The GA version of Predibase, launching today, adds new capabilities, including: 

  • Data Science Copilot – gives developers expert recommendations on how to improve the performance of their models, as well as explanations and examples in real-time as they iterate.
  • Privately Hosted, Customized LLMs – instead of often renting costly LLMs from API vendors and giving up access to sensitive data, Predibase allows organizations to deploy LLMs securely within their own enterprise infrastructure, finely tuned for their specific ML task. Additionally, Predibase provides optimizations to accelerate LLM tuning while reducing costs by 100x.
  • Free Two-Week Trial – the launch of Predibase’s free trial enables engineers everywhere to start reaping the benefits of declarative ML. Predibase Cloud is a limited functionality version hosted by Predibase, while Predibase Virtual Private Cloud provides full functionality for organizations that choose to host in their own environment.

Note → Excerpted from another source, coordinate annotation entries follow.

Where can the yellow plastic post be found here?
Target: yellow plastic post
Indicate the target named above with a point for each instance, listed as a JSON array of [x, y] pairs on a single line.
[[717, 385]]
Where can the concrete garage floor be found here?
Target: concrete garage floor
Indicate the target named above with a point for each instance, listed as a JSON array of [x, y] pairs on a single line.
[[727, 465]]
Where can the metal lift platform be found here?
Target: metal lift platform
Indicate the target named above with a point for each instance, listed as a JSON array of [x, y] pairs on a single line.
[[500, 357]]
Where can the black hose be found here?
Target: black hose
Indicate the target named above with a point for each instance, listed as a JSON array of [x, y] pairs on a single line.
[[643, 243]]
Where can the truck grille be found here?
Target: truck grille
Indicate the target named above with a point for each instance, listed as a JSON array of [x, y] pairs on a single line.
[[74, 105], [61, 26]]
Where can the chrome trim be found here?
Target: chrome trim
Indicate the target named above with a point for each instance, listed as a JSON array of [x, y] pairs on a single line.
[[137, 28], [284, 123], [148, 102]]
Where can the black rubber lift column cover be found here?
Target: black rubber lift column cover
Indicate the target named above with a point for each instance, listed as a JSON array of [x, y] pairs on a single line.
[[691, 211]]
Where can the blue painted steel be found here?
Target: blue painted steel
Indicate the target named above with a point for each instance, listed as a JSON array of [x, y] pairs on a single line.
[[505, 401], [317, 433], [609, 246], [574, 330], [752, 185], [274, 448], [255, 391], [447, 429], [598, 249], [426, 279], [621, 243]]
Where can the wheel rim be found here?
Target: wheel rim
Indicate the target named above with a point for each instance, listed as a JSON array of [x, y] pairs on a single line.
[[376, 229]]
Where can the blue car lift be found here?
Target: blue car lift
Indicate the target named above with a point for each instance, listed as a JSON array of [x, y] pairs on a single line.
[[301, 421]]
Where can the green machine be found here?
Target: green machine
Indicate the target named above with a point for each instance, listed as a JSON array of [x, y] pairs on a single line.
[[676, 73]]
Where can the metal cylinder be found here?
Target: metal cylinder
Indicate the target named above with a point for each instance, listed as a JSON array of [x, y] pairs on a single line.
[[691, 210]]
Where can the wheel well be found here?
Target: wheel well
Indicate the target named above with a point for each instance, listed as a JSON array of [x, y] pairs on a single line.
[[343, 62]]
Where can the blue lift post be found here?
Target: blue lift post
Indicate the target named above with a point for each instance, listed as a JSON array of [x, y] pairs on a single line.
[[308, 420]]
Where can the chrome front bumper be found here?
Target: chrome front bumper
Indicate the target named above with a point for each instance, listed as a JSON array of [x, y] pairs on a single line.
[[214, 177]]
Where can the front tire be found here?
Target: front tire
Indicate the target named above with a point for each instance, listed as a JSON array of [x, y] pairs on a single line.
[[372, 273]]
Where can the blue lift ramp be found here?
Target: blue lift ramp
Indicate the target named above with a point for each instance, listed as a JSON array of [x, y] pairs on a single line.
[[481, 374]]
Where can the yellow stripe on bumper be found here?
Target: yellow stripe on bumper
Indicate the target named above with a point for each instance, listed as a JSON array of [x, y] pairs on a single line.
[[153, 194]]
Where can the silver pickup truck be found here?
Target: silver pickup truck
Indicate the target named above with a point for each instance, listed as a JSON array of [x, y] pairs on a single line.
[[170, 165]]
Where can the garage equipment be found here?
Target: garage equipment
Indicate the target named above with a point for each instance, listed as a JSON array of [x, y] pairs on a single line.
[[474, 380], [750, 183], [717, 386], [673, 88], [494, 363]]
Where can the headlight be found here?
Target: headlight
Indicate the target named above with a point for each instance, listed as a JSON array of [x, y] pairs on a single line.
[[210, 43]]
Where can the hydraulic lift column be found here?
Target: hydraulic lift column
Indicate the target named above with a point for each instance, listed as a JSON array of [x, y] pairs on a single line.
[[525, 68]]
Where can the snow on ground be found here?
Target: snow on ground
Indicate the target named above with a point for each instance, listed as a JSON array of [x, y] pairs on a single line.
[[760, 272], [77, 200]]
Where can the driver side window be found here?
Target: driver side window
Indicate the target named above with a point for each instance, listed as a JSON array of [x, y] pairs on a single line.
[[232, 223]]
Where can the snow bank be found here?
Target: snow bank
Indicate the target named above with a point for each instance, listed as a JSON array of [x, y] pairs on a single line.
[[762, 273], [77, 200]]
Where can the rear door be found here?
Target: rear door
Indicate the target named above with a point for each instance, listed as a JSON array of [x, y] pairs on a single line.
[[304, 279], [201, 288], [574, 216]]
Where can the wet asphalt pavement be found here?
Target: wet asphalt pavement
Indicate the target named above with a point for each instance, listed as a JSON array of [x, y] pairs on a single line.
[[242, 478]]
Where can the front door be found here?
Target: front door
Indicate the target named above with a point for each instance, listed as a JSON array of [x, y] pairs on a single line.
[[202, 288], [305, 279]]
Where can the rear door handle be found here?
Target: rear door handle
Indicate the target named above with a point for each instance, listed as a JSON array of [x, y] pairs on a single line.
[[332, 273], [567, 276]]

Learn more about the free trial here.

Predibase makes deploying custom ML models as easy as ordering a coffee at Starbucks. Felicis has an established track record of backing category-defining companies like Runway, Supabase, Canva, Weights & Biases, and Notion. We think declarative ML platforms like Predibase will catalyze the next wave of ML adoption in the enterprise, creating billions of dollars of value and improving the workflows of millions in the process. We’re thrilled to be part of the journey.